When training a Variational Autoencoder, the function being maximised is the expected lower bound:
$$ \mathscr{L}(\boldsymbol{\theta}, \phi; \mathbf{x}^{(i)}) = -D_{KL}\left(q_{\phi}(\mathbf{z}|\mathbf{x}^{(i)})||p_{\boldsymbol{\theta}}(\mathbf{z})\right) + \mathbb{E}_{q_{\phi}(\mathbf{z}|\mathbf{x}^{(i)})}\left[\log p_\boldsymbol{\theta}(\mathbf{x}^{(i)}|\mathbf{z})\right] $$
I feel that I understand the practical calculations involved with the first term (KL divergence) reasonably well, since the original paper provides a small derivation (appendix B), which isn't too difficult to follow.

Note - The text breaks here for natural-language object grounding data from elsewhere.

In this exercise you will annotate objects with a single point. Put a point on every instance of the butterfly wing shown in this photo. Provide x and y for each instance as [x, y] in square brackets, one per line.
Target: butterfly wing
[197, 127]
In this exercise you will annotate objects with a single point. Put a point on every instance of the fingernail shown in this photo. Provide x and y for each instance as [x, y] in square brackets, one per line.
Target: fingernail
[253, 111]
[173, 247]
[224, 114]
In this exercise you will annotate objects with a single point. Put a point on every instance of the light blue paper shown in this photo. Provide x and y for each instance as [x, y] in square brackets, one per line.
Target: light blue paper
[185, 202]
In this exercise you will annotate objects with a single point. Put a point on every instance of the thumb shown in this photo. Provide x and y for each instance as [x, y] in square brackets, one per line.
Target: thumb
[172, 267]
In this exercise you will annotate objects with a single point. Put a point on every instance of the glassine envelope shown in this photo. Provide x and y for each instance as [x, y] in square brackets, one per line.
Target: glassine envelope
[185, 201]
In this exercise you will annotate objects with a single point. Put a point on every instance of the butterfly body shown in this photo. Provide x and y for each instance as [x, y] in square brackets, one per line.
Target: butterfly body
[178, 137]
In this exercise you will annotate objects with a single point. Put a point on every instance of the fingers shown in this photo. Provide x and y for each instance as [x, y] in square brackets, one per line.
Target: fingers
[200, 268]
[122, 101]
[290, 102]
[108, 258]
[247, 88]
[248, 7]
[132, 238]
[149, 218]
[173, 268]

It's the second term that's giving me trouble. Firstly, it's not clear exactly what the subscript on the expectation is actually denoting in this case. Secondly, if our model is producing real values, then how do we determine $p_\boldsymbol{\theta}(\mathbf{x}^{(i)}|\mathbf{z})$ for even a single sample? Intuitively, the chance of predicting a specific sample is infinitesimally small, even if we output a probability distribution.

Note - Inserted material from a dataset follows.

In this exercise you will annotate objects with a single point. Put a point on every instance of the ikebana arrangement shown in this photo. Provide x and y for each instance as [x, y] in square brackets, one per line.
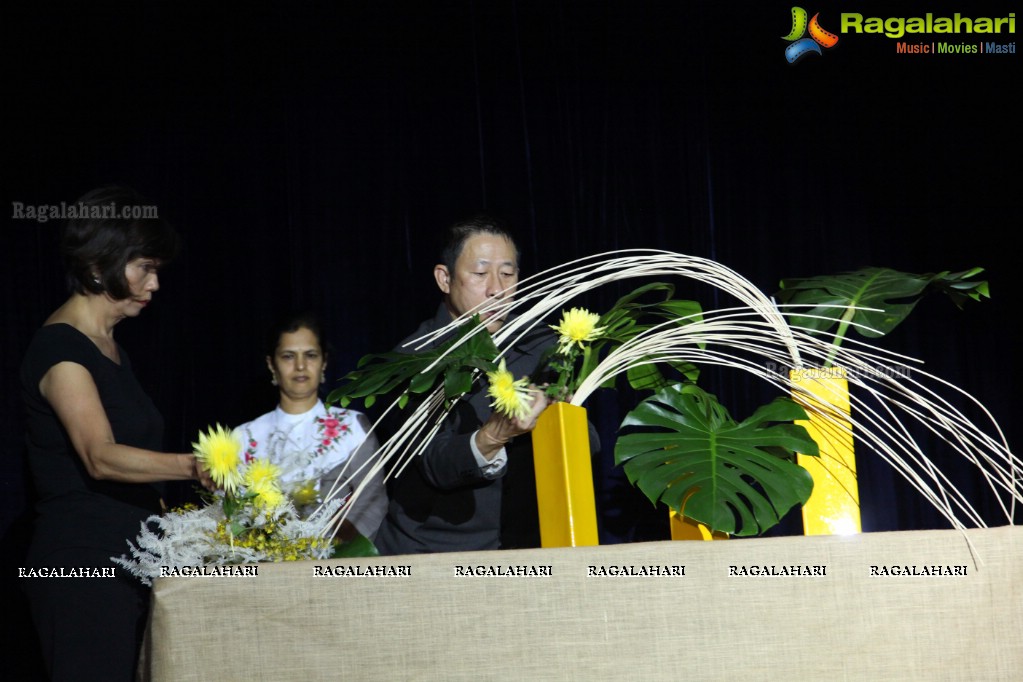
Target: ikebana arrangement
[249, 520]
[680, 446]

I've not been able to find any discussion (that I could understand as such, at least) on how this probability is determined from model outputs. But, if I look at some implementations (implementation 3, implementation 4), then I see that it's just calculated as the Negative Log Likelihood/Cross Entropy, or MSE.
How can the same expectation, given the same type of outputs (real valued; albeit not necessarily bounded the same way) have these different calculations? And how can I approach calculating second term, in general?
Additionally, $p_\boldsymbol{\theta}(\mathbf{x}^{(i)}|\mathbf{z})$ is referred to as a probability sometimes, and a "model" other times. A model is very different to a probability; how can I reconcile these two descriptions?